Super Mario.
It is the simplest costume in the world, right?
Overalls. Red shirt. Red cap. Moustache. Easy.
So naturally, I was all "Ha! I can put that together. I'm not paying $50 for that halloween superstore version! I can make that costume EASY!"
Which was obviously the dumbest thing I've ever said.
Because it took blood, sweat, tears and over 2 months for me to put that costume together.
To be fair, the red cap, gloves, moustache and red shirt were all relatively easy to get.
But do you realize how difficult it is to find overalls here in Florida?! I've never seen anyone over the age of 6 months wearing them.
And apparently, everyone in the whole wide WORLD suddenly had a deep desire to purchase size 6 jean overalls on Ebay.
I was outbid on like 100 different auctions.
Heck, I was even outbid on auctions where I didn't even LIKE the overalls...I just wanted to WIN ONE PLEASEFORTHELOVEOFSUPERMARIOBROTHERS!!!
McDaddy came to ignore my screaming every evening as I cursed at those driving up the bid price because they were willing to pay $40 for used Gap or Old Navy or even No Name brand overalls. USED!!!
I wouldn't pay $40 for overalls even if they were brand new, people!!
And yet I continued to bid.
And?
I may have twittered something to effect of "I hate all of you bidding on size 6 denim overalls."
Which
Coco may have read.
Because like a fairy godmother, I get an email from Coco with a picture of size 6 denim overalls. She stopped in a consignment shop and found them!!!
I replied: "I WILL PAY $1000 FOR THOSE OVERALLS!! DON'T LET ANYONE NEAR THEM!! GUARD THEM WITH YOUR LIFE!! THEY ARE THE LAST PAIR LEFT ON THIS PLANET!!!"
I frantically called the store, paid for them, and then paid an amount-I-will-not-write-here-because-my-husband-sometimes-reads-my-blog to have them shipped to me.
The costume was complete. Angels could be heard rejoicing.

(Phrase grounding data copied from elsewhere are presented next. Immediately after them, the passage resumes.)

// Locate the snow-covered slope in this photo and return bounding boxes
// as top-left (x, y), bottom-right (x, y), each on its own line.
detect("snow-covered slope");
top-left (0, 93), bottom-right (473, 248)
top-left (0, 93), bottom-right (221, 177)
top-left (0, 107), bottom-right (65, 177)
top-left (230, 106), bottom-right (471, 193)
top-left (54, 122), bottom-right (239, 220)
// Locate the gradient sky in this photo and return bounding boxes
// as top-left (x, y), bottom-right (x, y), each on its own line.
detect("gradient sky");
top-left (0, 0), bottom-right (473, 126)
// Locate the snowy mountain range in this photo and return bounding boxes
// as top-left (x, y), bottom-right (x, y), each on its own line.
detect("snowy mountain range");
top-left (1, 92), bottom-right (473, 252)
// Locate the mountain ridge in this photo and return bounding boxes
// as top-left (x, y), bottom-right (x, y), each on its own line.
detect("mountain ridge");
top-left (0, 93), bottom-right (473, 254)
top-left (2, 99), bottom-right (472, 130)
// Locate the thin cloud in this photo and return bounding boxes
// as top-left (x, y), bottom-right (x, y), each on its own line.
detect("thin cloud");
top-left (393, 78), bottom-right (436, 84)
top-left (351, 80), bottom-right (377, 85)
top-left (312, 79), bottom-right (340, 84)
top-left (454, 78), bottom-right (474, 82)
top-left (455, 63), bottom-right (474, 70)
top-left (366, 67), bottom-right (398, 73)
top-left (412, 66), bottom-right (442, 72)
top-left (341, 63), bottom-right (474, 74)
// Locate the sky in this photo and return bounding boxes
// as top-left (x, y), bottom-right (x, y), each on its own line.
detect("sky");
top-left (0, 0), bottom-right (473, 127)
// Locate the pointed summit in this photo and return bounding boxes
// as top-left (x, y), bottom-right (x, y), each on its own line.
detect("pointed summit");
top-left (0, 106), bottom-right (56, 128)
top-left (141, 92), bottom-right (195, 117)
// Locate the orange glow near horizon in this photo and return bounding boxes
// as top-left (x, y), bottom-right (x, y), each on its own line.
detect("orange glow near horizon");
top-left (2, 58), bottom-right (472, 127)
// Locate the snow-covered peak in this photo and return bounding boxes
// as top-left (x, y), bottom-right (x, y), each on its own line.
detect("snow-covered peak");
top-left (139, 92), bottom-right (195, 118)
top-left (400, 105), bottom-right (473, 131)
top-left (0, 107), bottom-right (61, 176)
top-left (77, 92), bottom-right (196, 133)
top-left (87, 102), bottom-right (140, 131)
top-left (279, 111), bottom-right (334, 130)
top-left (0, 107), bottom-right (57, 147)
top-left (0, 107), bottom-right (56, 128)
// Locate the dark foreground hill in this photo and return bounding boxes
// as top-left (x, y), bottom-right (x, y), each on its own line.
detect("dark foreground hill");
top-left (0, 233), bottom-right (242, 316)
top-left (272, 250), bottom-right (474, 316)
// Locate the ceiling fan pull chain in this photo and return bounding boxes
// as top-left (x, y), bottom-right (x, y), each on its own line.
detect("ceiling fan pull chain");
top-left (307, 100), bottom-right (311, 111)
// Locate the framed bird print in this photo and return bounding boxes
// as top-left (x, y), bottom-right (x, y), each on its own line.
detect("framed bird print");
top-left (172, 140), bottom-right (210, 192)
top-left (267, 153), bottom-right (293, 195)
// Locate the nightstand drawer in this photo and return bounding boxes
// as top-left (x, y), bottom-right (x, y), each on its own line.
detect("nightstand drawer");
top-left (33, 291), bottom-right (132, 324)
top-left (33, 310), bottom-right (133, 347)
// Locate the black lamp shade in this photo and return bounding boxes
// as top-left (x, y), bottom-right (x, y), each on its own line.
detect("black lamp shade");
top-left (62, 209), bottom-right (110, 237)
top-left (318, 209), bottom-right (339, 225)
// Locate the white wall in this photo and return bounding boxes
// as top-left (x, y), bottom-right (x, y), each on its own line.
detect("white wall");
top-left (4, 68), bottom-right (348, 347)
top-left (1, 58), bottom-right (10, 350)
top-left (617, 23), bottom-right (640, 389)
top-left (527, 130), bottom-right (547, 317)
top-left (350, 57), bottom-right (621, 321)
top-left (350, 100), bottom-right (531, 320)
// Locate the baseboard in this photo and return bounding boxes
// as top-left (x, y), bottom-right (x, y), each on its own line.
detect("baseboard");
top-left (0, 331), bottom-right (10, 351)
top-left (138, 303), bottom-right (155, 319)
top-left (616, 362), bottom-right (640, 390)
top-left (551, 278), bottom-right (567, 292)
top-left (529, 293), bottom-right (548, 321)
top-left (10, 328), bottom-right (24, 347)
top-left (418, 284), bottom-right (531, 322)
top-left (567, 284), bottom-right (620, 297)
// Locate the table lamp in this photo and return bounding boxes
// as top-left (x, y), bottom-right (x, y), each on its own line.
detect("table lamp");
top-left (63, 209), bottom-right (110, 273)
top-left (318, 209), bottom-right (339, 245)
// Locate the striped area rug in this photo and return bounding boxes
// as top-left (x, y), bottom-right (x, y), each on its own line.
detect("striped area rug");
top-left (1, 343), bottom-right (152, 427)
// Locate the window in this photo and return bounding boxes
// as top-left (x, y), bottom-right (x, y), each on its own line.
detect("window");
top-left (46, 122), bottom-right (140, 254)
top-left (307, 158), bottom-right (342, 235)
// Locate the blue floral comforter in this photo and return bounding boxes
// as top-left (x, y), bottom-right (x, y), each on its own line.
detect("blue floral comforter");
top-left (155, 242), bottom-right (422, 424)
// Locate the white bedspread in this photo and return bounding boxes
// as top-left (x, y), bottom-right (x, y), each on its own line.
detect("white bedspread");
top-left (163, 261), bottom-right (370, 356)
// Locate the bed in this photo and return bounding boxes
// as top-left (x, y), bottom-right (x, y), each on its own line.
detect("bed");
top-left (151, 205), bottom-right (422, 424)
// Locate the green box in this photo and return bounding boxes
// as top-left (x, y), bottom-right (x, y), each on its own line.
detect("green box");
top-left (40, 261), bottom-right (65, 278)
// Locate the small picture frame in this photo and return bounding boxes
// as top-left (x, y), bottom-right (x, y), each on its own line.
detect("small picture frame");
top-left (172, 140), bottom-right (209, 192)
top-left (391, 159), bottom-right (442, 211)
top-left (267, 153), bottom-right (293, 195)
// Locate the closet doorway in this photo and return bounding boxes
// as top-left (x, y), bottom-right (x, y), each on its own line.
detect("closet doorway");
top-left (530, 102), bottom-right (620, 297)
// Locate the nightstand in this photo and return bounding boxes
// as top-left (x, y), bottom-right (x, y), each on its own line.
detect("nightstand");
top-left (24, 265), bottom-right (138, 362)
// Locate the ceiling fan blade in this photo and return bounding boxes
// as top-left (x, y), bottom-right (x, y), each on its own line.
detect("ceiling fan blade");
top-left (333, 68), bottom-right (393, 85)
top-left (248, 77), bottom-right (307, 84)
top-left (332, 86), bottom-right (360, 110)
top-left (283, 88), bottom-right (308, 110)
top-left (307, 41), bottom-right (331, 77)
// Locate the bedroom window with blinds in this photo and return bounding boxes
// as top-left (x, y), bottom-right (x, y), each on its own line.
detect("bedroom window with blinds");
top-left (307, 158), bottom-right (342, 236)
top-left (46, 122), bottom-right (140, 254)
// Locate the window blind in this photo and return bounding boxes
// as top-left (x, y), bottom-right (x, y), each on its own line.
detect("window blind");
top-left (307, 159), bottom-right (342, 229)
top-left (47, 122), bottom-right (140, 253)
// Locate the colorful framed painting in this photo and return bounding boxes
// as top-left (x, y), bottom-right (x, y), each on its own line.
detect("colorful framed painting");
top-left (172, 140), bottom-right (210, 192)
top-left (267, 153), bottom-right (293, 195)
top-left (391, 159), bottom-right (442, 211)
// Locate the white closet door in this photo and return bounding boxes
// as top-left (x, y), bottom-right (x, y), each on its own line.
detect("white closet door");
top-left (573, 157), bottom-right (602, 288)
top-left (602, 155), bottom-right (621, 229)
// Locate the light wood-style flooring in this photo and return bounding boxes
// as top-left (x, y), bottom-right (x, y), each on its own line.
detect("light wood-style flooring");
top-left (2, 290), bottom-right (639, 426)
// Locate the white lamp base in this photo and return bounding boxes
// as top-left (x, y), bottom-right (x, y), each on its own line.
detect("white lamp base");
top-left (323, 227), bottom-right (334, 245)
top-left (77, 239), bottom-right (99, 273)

Matthew tried it on and loved it. He wore it all around the house. I even drew a little moustache on with my eyeliner because he didn't want to mess up the fake moustache he would wear on Halloween.
If there was a picture that illustrated how I was feeling at that moment, it would look like this:
VICTORY WAS MINE.
So Halloween arrives....and it's time to put on the costume.....and...
Do you know what my son says to me?
"I don't feel like wearing that."
Oh ha ha! Oh, you're funny, Honeysweetiepreciouspumpkinbear! Ok, put on your costume now.
"No, I don't like it anymore."
I'm sorry, what? It sounded like you said you don't like it, but I must be delirious from all this halloween excitement because THIS IS YOUR COSTUME. YOU WILL WEAR IT. YOU WILL LIKE IT. MOMMY SCOURED THE ENTIRE EARTH FOR OVERALLS. MOMMY PAID RIDICULOUS POSTAGE TO HAVE OVERALLS SHIPPED TO US IN TIME FOR TONIGHT. YOU WILL WEAR THEM.
"I'M NOT WEARING IT."
And do you know what he picks out to wear?
A Halloween shirt that has been sitting in his closet for the past 2 years THAT DOESN'T EVEN FIT HIM ANYMORE.
FINE. Wear whatever you want, Matthew.
But I'll tell you one thing: DO NOT expect me to share my thousands of dollars with you that I'm going to make when I put your overalls on Ebay tomorrow.